Event-based optical flow estimation involves predicting dense optical flow  $\mathbf{F}_{k-1 \rightarrow k}$  from consecutive event sequences  $E(t_{k-1}, t_k)$  and  $E(t_k, t_{k+1})$ . In this paper, we find that networks perform better on event sequences with appropriate density than on those with excessively sparse or dense events, when given events from the same scene. Motivated by this, we propose a plug-and-play Adaptive Density Module (ADM) that normalizes the input event stream to a density suited for estimating optical flow. Our network architecture is shown in Fig. 4, where the ADM transforms input event representations  $V_1$  and  $V_2$  to justified event representations  $V_1^{\text{ad}}$  and  $V_2^{\text{ad}}$ , which are then used by an existing network structure to estimate optical flow.Figure 4: The structure of the proposed network. We design a plug-and-play Adaptive Density Module (ADM) to transform input event representations  $V_1$  and  $V_2$  into  $V_1^{\text{ad}}$  and  $V_2^{\text{ad}}$  with suitable density for optical flow estimation.

**Adaptive Density Module.** As shown in Fig. 4, our ADM module consists of two sub-modules: the multi-density changer (MDC) module and the multi-density selector (MDS) module. The MDC module globally adjusts the density of the input event representations from multi-scale features, then the MDS module picks the best pixel-wise density for optical flow estimation.

The MDC module adopts an encoder-decoder architecture with three levels, as illustrated in Fig. 5(a).
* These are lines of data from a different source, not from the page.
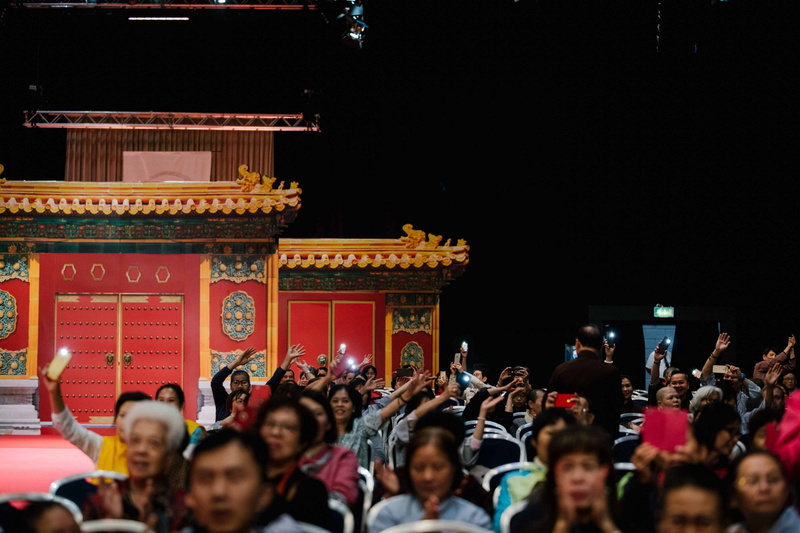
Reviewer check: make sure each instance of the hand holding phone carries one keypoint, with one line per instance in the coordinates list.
(663, 345)
(565, 400)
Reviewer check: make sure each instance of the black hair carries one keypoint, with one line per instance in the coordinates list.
(330, 434)
(367, 367)
(248, 439)
(131, 396)
(550, 417)
(308, 422)
(240, 372)
(416, 400)
(232, 397)
(178, 392)
(590, 336)
(355, 397)
(710, 419)
(694, 475)
(444, 440)
(445, 419)
(577, 438)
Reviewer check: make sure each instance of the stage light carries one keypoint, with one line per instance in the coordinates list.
(349, 12)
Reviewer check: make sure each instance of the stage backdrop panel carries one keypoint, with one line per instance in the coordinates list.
(166, 166)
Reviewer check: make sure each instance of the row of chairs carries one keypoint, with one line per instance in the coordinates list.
(75, 489)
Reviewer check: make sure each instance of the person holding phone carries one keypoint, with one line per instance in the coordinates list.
(588, 376)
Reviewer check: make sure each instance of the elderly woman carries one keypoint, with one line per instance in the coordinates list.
(434, 473)
(155, 433)
(704, 395)
(761, 494)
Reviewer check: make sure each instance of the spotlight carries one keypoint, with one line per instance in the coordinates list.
(354, 19)
(351, 13)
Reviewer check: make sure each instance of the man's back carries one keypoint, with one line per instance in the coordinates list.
(598, 381)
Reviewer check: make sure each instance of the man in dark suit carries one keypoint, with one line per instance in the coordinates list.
(589, 376)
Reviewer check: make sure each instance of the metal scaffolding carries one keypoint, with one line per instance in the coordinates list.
(173, 4)
(167, 121)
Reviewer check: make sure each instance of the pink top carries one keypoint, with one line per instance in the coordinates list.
(337, 467)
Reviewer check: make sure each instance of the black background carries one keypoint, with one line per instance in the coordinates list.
(590, 153)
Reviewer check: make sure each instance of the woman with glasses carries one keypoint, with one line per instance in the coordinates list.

To generate multiscale transformed representations  $V_3^{\text{MDC}}$ ,  $V_2^{\text{MDC}}$  and  $V_1^{\text{MDC}}$  (also noted as  $V_{\text{out}}^{\text{MDC}}$ ) from the concatenated input event representations  $V$ , three encoding blocks are employed to extract multiple scale features, followed by three decoding blocks and two feature fusion blocks. It is worth noting that, to ensure the lightweightness of the entire module, we utilize only two  $3 \times 3$  and one  $1 \times 1$  convolutional layers in each encoding and decoding block.

To maintain the information in the input event representation and achieve density transformation, we adopt the MDS module for adaptive selection and fusion of  $V_{\text{out}}^{\text{MDC}}$  and  $V$ , as depicted in Fig. 5(b). We first concatenate  $V_{\text{out}}^{\text{MDC}}$  and  $V$ , and then use two convolutional layers to compare them and generate selection weights via softmax. Finally, we employ the selection weights to identify and fuse  $V_{\text{out}}^{\text{MDC}}$  and  $V$ , producing the transformed event representation  $V_1^{\text{ad}}$  and  $V_2^{\text{ad}}$ , which are fed into an existing flow network for optical flow estimation. In this paper, we use KPA-Flow [30] for optical flow estimation by default.

**Loss Function.** Based on our MDR dataset, we use the event representation with moderate density as the ground truth (noted as  $V^{\text{GT}}$ ) to train our ADM module. For the MDC module, we use a multi-scale loss as follows:

$$L_{\text{MDC}} = \sum_{k=1}^3 \sqrt{(V_k^{\text{MDC}} - V_k^{\text{GT}})^2 + \xi^2}, \quad (6)$$

where  $\xi = 10^{-3}$  is a constant value,  $V_k^{\text{MDC}}$  is the output of the  $k$ -th level in MDC, and  $V_k^{\text{GT}}$  is downsampled from  $V^{\text{GT}}$  to match the spatial size.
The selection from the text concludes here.